|Yan'an Forum on Literature and Art|
Yan'an is a small town in northern Sha'anxi (Shensi) province that became the headquarters of the Chinese Communist Party (CCP) from 1936 after the Long March until 1949. The Yan'an period referred to the years between 1937 and 1945; it was crucial in preparing the CCP for power.
Japan's total war against China in July 1937 propelled the Nationalist, or Kuomintang (KMT), government to stop its campaign against the CCP. The two sides formed a second United Front on September 12, 1937. In a manifesto titled "Together We Confront the National Crisis," the CCP agreed to obey Dr. Sun Yat-sen's Three People's Principles (the ideology of the KMT), cease all anti-KMT activities, abolish the Soviet-style government in areas it controlled, and reorganize the Red Army to integrate it into the National Army.
In reality, the CCP retained control of areas where it was already established, only changing the name of its government, and also control of its military units, renaming the Red Army the Eighth Route Army in the northwest and the New Fourth Army in Jiangxi (Kiangsi).
With the Nationalist government bearing the brunt of Japan's assault, the CCP was freed from KMT attacks and used the unprecedented opportunity to grow. The CCP priority, as Communist leader Mao Zedong (Mao Tse-tung) ordered his cadres, was "70 percent expansion, 20 percent dealing with the Kuomintang, and 10 percent resisting Japan."
His goal was to expand the CCP forces from 30,000 men to 1 million by the end of the war. He also mapped out a three-step strategy: first to manage the compromise with the KMT, next to attempt to achieve parity with it, and third to infiltrate to new areas and establish new guerrilla bases. The United Front had broken down completely by 1941 with a major clash in the New Fourth Army incident.
Negotiations during the remainder of the war never resolved the conflicting goals of the two sides. A war within the war enmeshed the two Chinese parties, with the CCP continuing to expand its bases and the KMT blockading the Yan'an area.

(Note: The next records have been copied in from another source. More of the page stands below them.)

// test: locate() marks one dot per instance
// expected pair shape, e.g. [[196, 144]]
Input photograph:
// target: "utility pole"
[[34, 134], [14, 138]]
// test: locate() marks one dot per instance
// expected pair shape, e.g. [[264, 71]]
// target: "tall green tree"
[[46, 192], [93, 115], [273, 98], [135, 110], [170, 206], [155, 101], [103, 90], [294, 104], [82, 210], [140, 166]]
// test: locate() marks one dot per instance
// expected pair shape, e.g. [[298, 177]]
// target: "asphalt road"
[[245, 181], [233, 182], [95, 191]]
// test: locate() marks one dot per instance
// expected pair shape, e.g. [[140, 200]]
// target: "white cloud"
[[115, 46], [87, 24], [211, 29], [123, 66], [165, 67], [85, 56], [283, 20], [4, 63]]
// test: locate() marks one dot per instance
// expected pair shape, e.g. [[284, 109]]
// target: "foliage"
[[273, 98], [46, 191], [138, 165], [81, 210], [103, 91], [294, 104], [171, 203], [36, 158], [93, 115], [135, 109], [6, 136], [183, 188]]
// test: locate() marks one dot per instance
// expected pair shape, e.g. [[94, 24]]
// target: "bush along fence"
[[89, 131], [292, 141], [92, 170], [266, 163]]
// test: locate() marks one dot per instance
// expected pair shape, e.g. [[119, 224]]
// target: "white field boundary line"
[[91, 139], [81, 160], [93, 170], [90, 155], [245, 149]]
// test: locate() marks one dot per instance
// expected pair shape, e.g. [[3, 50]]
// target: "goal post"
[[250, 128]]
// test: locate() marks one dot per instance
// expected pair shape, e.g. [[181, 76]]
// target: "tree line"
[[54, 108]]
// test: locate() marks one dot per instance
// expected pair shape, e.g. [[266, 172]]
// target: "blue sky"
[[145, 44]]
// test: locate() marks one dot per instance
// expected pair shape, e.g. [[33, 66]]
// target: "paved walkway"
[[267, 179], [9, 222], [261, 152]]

The Yan'an period was also important for laying down the principles of Chinese communism. Mao spent much time thinking and writing, as did his second in command, Liu Shaoqi (Liu Shao-ch'i). Mao's essays included "On the Protracted War," "Problems of Strategy in Guerrilla War against Japan," "On New Democracy," and "On Liberalism."
Liu's works included "How to be a Good Communist" and "On Inner-Party Struggle." Mao's works formed the basis of his later claim to be an original contributor in the development of Marxist-Leninist ideology.
The Yan'an period was also marked by the training and education of workers and peasants to be active supporters of the CCP, moderate land reform policies, and improvements to the rural economy. As a result the few Westerners (mostly reporters and not trained specialists on China) who were able to avoid the KMT blockade or were permitted to make brief chaperoned visits reported glowingly of their Yan'an experience.
From journalist Edgar Snow's book Red Star Over China, the result of his visit in 1936 and his interviews with Mao and other leaders, and from the accounts of shorter visits by other journalists, Westerners learned that the CCP leaders were not like the Soviet Communists but were agrarian reformers.
They compared Yan'an favorably with the Nationalist capital, Chongqing (Chungking), which they described as corrupt. Moscow also fostered this view when Joseph Stalin called the CCP "margarine" or "radish" Communists.